The right says the opposite. They say Labour’s drift to the left has turned off centrist voters with a social conscience that used to be comfortable voting for Labour with many moderate former Labour voters either voting for National, NZ First or not voting at all. They point to the leadership election change putting the unions in the driver’s seat as being off-putting to swing voters.

The trouble is that both camps make valid points. The ABCs did undermine Cunliffe in Parliament and on the hustings but they would argue that Cunliffe was lazy, prone to chronic exaggerations that fed a legitimate meme that he was insincere and lacked a discernible core and that he should never have been elected in the first place and would not have been had the old leadership election rules been kept.

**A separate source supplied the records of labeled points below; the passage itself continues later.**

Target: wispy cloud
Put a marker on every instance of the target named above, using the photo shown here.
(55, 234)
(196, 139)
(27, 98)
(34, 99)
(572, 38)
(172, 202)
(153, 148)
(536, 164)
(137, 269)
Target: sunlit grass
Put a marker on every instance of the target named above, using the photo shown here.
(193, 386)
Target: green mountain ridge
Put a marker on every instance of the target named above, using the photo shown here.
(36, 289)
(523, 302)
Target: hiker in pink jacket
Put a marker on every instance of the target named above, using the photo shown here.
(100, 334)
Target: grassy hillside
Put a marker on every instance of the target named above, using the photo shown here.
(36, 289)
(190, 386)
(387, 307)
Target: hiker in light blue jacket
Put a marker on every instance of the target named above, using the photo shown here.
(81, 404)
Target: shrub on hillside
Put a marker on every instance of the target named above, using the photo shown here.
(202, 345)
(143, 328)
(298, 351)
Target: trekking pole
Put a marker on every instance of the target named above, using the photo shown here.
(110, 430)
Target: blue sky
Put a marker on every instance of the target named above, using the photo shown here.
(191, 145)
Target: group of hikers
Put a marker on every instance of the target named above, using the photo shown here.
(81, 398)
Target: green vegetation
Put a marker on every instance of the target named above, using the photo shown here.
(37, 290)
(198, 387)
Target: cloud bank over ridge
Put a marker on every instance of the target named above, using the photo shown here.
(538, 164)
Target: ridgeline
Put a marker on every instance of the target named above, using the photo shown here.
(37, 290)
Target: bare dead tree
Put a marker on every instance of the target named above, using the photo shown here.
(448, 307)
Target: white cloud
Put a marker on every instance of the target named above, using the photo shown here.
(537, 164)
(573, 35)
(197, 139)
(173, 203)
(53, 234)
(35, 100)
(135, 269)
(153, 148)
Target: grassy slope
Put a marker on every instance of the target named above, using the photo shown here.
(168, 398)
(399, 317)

How does a review decide who was right except that the reviewers gravitate to their ideological bias and favour the view of their preferred faction?

How does the review decide on the best strategy with the Greens when opinions are polar opposites?

The left favoured a more formal arrangement with the Greens to the level of more joint policy releases and joint campaigning. In their mind, this would’ve reduced the Labour v Greens competition for the left vote.

The right see the Greens as electorally toxic to Labour and in fact put some of the blame for the poor result squarely on the fact that middling swing voters were forced to consider the Greens’ policies as well as Labour’s because it was not possible for Cunliffe to govern without the Greens. With the Green’s popularity seemingly rising (turned out to be a polling mirage) versus Labour’s popularity falling, it was such that they would demand and get substantial portfolios in a Labour/Greens coalition government. That prospect scared centrist voters uninterested in the Greens’ harder left agenda, propensity to propose numerous bans and reflexive opposition to any development of any type barring giant costly unproven green boondoggles.

These opposing views of how to handle the Greens are the complete polar opposite of each other. Once again the views of the review panel will boil down to the ideological bias of the panel members.

The factions are un-unitable each preferring the destruction of the other

Whilst no one will admit to this, in reality this is the secret bottom line of each faction. The more left leaning sisterhood has sought for 25 years to purge Labour of Rogernomics and Rogernomes and they have largely succeeded. The harder left activist base wants to finish the job. They would see a true left leader unsullied by caucus infighting from the right faction as the pathway to electoral success because this left-only rump would somehow be more electorally appealing because they aren’t fighting any more. The in-fighting is thus seen as the major turnoff affecting turnout and Labour’s lack of electoral appeal. This of course ignores the fact that a harder left party and caucus would present voters with a party even less representative of middle NZ because it would be now completely shorn of any members or MPs that come from the moderate centre.

The right believes that middle NZ will not return to Labour until the harder left is silenced or neutralized. The moderate centrists in caucus believe they are all that stands in the way of Labour suffering a complete collapse into a hard core leftist rump attracting maybe 15 to 20% of the vote. They point to the prior success of Labour’s once broad church and the ability that Clark and her inner circle had to reign in harder left tendencies to at least present an appearance as a gentle moderate slightly left of centre party fit to be trusted to govern safely by middle NZ. They believe the lurch to the left is why Labour is now so unpopular.

How does a panel of four people reconcile the irreconcilable? The panel is not going to recommend the one logical solution that could deal to the warring factions – that of one of the factions going it alone and not under the Labour banner as that would be to suggest the self-destruction of the party.

The review will not be read by the demographic groups Labour most needs to attract

Most outsiders will view the review as yet more left wing navel gazing. It will be poured over by activists who vote Labour or for the left anyway and the centrist floating voters whom Labour needs to attract will pay scant attention to an ‘inside baseball’ review.